The Seattle City Council is frantically putting a final budget together with a big day of hearings on Wednesday November 14th. The Move All Seattle Sustainably (MASS) coalition (of which we are a member) is urging action to preserve important transportation priorities.
We reported that Mayor Jenny Durkan’s budget went all in on adaptive signals–which in practice have put cars first at the expense of people walking, biking, and in transit. It appears adaptive signals will be rolled out in the University District and Denny Way despite concerns about safety and about prioritizing people walking and transit. That’s why MASS’ first ask is a proviso ensuring adaptive signals do not kick pedestrians to the curb like they have on Mercer Street.
Another green sheet that appears to need assistance to get in the budget is Councilmember Teresa Mosqueda’s green sheet funding a racial equity toolkit to look at whether the city’s urban village strategy squares with its racial equity principles, given that it appears to be siphoning growth away from some of the wealthiest areas of town, including wide swathes of North Seattle, Queen Anne, Magnolia, and Madison Park. We have repeatedly advised expanding the number of urban villages or doing away with detached single-family zoning that is putting much of the city off limits to low- and even middle-income folks. It’s also making it harder for low-income folks to afford to stay in Seattle near high quality transit. This suburbanization of poverty isn’t just inequitable, it’s bad for climate too since it forces people to drive more.

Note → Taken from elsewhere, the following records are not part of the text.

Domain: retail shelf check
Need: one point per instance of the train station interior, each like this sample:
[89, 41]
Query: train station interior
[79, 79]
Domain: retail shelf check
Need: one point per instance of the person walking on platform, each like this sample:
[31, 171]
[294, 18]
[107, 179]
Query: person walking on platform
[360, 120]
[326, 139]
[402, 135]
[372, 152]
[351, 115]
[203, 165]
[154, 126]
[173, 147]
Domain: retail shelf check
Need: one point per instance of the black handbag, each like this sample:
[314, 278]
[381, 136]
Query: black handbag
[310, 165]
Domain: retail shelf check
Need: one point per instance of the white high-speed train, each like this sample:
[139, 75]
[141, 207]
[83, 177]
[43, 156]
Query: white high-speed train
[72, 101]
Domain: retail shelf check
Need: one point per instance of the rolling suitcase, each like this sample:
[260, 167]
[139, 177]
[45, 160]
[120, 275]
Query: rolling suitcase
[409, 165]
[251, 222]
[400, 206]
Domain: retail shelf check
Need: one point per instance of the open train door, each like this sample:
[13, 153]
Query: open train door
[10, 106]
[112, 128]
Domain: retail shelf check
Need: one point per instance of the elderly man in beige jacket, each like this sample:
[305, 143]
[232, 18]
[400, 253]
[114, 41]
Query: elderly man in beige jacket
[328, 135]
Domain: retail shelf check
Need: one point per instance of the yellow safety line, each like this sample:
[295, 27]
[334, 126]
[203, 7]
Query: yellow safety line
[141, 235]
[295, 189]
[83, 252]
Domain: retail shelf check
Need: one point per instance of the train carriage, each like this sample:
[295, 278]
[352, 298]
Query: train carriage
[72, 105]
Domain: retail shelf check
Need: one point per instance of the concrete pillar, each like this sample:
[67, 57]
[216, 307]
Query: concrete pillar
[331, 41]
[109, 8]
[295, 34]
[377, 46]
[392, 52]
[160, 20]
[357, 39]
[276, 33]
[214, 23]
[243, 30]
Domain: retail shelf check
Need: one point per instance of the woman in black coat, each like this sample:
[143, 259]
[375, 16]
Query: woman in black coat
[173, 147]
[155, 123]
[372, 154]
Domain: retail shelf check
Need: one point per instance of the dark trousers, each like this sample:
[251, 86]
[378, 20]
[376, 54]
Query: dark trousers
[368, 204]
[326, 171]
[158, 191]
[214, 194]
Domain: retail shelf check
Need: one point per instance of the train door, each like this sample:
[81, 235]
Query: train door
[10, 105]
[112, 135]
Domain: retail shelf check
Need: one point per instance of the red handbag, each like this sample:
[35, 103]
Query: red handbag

Late in the process, Councilmember Sally Bagshaw (who is budget chair) added a proviso raiding the Safe Routes to School fund for the general fund in a balancing maneuver. Apparently the Safe Routes part of the budget looked fat because school zone and red light cameras have brought in more tickets and revenue than expected–hardly a sign our streets are already safe enough. The Seattle Transportation Benefit District (STBD) rainy-day fund was also raided to the tune of $1.5 million in another “washing” maneuver as budget wonks call it. MASS advises against using Safe Routes and STBD money as a piggy bank for other causes. Use it as voters were promised.